In Mary Shelley’s gothic classic, “Frankenstein,” a scientist concocts a mysterious creature who menaces his master inventor at every turn. Rules, decorum and the moral code are ignored by Frankenstein’s fiendish manufactured lab being. Once unleashed, the monster kills with abandon and impunity. He roams the countryside, exploiting victims and the vulnerable, always cleverly avoiding any consequences.

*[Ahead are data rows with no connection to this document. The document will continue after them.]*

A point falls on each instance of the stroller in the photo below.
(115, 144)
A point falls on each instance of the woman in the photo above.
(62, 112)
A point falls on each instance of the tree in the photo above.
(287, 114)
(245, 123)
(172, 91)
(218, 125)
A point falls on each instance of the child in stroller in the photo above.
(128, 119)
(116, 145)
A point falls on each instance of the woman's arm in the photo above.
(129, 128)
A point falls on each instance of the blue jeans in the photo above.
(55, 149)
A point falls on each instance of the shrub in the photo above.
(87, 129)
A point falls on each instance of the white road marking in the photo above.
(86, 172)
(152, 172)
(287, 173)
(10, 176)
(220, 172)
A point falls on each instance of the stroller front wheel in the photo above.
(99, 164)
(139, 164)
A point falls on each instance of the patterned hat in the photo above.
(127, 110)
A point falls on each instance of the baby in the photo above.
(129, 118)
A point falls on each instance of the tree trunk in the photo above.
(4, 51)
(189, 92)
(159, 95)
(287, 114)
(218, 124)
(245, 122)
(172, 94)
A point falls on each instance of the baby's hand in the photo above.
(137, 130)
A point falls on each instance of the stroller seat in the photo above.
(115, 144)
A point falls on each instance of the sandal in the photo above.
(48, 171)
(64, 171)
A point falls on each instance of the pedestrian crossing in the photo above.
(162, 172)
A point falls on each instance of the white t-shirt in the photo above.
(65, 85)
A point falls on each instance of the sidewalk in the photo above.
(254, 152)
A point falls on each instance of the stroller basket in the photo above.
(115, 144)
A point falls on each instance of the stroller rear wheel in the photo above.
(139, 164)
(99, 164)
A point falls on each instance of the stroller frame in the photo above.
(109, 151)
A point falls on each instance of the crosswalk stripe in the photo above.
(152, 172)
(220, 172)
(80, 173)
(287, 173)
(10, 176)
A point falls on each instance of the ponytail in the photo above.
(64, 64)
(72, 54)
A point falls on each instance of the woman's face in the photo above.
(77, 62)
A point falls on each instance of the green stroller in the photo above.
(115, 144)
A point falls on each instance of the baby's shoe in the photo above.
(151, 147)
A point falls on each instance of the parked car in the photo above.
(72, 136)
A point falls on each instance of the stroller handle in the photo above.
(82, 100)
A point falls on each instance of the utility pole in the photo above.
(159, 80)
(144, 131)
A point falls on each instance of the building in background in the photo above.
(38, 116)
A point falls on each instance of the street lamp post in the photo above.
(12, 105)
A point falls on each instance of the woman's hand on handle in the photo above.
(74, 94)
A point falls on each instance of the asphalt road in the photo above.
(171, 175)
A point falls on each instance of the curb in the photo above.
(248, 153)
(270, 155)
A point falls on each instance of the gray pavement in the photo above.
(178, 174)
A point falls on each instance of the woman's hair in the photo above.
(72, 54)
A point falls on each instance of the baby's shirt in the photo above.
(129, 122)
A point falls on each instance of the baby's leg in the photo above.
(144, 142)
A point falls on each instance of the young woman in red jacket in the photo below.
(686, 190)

Nixon, like the doctor in “Frankenstein,” seemed horrified at his menacing creation. Indeed, Nixon intuited a prescient assessment of China. He feared that this virulent Communist government would exploit its own people and the world by ruling without any semblance of equitable global governance. Perhaps Nixon also sensed the inherent danger in the communist Chinese apparatchiks, not unlike Mary Shelley’s Frankenstein’s monster who ominously warns, “Beware; for I am fearless, and therefore powerful.”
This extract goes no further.